Mon portable vibra à nouveau et l’adresse d’une esthéticienne me fut transmise. Hésitant, je décidais finalement de m’y rendre. Après tout, ça serait un excellent moyen de me changer les idées. En attendant dans le cabinet d’esthétique, j’occupais Ailis en lui lisant son livre préféré : l’histoire d’un ours qui cherchait un pot de miel. « Bonjour! Je m'appelle Alexandra et je vais m'occuper de vous. » Lorsque je levais les yeux, je reconnus automatiquement Alexandra. Il s’agissait d’une de mes patientes. Il était rare, en tant que médecin urgentiste, que j’ai des patients attitrés mais j’avais été touchée par Alexandra et j’avais décidé de suivre moi-même son traitement. . Je lui souris poliment. J’étais plutôt étonnée qu’Alexandra continue de travailler, la chimiothérapie était une vraie plaie qui épuisait facilement. Mais en même temps, je comprenais parfaitement qu’elle préfère continuer. Avoir un cancer et être complètement isolée ne faisait pas bon ménage. Je me retins de lui poser des questions, si elle avait des vomissements, des étourdissements. Comment se passait les séances de chimio. Je la suivis, tenant Ailis par la main, qui sage comme une image, s’installa sur une chaise et regarda la jeune femme émerveillée. Elle adorait le maquillage.

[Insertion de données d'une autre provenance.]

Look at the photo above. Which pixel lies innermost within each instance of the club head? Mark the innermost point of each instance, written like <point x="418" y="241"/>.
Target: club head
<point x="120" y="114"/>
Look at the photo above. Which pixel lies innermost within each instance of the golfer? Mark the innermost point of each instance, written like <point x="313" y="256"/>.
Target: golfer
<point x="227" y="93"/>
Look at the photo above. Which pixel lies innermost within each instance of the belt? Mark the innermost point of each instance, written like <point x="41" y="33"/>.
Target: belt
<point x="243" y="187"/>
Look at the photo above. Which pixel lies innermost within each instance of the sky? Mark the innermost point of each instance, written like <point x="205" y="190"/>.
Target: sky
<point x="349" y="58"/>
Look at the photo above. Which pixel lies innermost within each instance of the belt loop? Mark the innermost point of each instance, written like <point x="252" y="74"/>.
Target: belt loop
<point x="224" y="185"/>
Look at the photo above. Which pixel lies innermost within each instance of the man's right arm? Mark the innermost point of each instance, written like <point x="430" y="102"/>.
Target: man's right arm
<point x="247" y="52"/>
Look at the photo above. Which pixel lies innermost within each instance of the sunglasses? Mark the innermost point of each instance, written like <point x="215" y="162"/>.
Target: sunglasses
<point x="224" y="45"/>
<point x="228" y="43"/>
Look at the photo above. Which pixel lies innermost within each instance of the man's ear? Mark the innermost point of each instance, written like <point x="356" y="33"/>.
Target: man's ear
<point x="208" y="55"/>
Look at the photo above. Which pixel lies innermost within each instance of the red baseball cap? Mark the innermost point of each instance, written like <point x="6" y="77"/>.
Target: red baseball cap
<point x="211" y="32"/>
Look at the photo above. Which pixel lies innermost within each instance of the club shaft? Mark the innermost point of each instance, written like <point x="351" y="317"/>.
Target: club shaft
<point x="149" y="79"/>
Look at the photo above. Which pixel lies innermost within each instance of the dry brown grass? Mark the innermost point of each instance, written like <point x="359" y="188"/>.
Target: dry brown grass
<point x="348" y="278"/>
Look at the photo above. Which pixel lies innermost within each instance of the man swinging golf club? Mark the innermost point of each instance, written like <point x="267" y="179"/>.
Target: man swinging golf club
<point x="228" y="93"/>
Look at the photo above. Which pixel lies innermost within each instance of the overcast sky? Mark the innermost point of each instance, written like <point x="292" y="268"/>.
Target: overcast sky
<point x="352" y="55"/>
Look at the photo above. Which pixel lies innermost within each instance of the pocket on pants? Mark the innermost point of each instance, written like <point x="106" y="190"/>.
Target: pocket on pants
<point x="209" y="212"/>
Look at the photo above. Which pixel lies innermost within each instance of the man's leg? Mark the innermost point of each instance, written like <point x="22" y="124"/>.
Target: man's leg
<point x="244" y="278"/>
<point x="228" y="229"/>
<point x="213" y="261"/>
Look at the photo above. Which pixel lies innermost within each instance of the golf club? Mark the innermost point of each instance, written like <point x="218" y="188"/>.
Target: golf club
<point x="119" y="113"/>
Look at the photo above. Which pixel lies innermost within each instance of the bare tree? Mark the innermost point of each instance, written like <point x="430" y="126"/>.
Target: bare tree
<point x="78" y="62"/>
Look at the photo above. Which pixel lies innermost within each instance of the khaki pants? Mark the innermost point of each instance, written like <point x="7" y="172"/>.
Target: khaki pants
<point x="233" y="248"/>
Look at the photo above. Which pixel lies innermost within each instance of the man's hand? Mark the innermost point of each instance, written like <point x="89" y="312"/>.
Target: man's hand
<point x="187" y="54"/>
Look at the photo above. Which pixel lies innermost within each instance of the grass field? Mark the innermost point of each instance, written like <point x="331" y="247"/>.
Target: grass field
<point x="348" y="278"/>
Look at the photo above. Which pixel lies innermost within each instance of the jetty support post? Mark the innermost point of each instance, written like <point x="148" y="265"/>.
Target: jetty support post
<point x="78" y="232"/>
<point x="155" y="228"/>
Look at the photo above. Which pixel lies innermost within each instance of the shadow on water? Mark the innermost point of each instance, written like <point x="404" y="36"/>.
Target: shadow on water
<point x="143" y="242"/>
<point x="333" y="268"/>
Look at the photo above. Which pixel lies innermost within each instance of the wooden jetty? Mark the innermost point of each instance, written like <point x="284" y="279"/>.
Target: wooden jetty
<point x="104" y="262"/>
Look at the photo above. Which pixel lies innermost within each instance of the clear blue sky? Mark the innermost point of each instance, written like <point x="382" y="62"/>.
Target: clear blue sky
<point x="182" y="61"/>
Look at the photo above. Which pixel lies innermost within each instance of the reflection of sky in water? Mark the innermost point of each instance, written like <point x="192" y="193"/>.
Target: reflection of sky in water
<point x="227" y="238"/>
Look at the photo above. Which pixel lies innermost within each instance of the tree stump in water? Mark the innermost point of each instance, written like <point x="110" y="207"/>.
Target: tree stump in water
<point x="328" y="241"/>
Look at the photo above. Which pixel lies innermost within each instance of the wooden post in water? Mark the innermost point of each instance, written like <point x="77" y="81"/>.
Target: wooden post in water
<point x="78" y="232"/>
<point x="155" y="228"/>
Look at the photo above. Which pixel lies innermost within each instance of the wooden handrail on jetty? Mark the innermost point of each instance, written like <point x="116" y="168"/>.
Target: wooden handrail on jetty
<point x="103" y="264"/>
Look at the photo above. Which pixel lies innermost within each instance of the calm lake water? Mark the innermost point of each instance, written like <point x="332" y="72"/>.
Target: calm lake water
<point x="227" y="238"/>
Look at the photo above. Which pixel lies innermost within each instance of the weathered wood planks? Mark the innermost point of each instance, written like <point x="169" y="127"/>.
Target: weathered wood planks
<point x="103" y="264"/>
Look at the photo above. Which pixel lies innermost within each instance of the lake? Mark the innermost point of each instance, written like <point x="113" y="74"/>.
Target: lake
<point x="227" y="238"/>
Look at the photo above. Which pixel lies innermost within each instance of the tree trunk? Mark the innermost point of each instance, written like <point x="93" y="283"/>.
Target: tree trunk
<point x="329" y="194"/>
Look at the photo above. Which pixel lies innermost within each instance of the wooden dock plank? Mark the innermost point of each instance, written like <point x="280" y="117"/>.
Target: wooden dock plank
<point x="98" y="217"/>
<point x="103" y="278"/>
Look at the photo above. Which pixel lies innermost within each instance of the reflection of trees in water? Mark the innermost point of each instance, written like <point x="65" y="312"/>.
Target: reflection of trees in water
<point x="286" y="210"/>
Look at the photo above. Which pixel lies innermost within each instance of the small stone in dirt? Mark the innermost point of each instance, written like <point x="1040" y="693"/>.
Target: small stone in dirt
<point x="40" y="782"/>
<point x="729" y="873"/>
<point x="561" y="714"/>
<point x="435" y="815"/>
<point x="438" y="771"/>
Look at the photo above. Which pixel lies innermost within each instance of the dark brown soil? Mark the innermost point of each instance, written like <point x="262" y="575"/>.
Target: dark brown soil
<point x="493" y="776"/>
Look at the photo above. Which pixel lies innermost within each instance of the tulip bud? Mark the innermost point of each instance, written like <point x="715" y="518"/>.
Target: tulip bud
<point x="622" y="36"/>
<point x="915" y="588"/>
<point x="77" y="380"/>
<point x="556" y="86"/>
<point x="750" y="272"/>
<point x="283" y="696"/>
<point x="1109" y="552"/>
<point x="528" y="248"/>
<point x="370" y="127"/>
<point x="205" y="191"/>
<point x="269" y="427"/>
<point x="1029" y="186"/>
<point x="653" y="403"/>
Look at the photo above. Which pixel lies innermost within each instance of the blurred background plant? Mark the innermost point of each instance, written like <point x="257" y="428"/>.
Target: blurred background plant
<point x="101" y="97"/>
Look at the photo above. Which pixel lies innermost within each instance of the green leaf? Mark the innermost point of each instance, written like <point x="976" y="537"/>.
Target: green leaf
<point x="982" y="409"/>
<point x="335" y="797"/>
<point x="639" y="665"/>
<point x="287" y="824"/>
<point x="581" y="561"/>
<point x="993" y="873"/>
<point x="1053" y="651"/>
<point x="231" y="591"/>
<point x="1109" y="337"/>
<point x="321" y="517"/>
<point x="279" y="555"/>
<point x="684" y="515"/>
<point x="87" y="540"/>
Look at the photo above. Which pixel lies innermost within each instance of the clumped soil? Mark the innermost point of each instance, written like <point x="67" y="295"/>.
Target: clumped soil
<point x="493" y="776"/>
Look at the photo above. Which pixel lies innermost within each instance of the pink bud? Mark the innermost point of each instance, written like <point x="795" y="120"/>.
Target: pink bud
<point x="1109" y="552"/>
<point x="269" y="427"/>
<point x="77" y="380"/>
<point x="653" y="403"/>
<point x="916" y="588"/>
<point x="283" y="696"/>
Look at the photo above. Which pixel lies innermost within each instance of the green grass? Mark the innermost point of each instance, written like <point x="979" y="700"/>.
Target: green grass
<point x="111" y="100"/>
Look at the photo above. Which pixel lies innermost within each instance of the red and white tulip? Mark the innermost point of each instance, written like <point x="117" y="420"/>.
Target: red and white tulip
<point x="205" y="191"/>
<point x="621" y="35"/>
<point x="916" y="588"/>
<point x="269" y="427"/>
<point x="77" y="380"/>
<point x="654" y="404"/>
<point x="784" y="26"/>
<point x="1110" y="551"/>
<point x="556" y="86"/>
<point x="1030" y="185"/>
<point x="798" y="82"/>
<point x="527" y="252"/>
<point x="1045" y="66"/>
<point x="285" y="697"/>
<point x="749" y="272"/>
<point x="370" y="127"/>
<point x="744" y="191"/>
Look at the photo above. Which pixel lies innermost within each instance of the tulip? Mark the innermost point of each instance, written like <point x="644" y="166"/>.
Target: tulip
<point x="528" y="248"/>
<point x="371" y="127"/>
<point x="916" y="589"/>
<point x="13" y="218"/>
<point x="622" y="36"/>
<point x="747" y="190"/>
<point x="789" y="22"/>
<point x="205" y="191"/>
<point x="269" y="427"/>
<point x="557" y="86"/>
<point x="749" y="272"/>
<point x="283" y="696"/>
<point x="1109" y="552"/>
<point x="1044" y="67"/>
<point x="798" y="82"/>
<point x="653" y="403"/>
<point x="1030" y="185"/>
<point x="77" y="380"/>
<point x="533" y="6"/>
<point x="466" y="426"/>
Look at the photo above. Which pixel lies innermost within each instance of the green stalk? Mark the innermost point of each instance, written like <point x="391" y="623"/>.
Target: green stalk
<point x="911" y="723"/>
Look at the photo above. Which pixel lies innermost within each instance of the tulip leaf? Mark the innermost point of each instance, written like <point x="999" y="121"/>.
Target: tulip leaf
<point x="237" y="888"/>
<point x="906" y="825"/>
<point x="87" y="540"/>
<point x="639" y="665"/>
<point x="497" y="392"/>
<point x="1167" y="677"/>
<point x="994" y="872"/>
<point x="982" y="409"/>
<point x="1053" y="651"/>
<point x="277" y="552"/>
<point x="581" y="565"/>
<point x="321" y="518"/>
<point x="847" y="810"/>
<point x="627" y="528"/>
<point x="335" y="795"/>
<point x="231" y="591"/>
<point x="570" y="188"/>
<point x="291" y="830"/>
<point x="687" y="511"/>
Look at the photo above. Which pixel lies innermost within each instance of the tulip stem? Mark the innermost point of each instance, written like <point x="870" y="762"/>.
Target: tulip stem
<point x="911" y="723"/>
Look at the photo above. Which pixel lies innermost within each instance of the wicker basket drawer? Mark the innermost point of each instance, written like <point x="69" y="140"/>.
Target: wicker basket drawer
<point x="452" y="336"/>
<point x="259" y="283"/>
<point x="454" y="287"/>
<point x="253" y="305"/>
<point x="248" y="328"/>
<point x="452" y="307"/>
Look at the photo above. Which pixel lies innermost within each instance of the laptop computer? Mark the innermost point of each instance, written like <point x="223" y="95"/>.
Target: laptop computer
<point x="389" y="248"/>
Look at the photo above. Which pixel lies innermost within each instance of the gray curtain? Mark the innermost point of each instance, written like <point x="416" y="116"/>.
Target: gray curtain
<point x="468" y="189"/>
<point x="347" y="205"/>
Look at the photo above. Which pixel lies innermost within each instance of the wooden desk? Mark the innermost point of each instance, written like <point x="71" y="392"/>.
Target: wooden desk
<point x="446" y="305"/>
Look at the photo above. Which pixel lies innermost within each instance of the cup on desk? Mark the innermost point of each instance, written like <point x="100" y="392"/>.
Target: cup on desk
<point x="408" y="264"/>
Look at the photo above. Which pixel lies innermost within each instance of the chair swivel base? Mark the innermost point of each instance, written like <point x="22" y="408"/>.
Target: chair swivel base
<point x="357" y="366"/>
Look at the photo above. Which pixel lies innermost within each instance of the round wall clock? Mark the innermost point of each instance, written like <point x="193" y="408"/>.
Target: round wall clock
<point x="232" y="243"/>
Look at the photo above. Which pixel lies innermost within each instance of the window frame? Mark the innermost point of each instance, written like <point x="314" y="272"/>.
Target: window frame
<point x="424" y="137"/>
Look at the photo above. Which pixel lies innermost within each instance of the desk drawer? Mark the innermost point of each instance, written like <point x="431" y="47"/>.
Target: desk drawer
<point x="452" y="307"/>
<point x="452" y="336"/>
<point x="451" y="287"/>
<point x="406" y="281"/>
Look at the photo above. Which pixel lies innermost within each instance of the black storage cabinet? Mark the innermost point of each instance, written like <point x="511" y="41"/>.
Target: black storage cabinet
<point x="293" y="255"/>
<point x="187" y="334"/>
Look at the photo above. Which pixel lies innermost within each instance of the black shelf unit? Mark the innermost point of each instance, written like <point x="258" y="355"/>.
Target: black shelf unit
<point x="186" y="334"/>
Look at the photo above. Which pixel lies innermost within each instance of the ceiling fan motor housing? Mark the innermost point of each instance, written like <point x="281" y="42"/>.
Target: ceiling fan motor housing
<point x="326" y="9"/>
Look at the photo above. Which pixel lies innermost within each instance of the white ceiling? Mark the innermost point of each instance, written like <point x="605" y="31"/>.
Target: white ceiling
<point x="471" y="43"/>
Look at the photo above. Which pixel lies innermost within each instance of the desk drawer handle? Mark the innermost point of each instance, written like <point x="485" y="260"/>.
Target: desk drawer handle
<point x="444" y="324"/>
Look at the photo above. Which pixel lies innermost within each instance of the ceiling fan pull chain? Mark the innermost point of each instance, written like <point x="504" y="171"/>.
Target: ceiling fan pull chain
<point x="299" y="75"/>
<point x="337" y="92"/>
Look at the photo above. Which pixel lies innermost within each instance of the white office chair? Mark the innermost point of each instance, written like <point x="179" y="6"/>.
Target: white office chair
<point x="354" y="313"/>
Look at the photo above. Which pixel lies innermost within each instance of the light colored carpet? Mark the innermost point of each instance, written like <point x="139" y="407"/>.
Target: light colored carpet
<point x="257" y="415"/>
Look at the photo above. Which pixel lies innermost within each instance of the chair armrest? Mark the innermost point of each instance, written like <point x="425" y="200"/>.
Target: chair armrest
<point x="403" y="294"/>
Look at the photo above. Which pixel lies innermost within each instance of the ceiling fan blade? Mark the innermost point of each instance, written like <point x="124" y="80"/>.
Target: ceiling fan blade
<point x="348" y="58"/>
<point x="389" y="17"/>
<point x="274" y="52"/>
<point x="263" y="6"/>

Retirant ma veste, je m’installais sur le siège en face d’Alexandra. « Dites-moi qu'elle type de maquillage vous voulez? « Je n’en ai aucune idée, répondis-je. Je vous fais confiance. Plutôt un maquillage de soirée étant donné que je me rends à un gala de charité en faveur de la lutte contre le cancer ». Merde ! Je me mordis la lèvre. Je n’en manquais vraiment pas une. « Désolée… ». Pour un médecin j’étais vraiment une gourde quand je m’y mettais.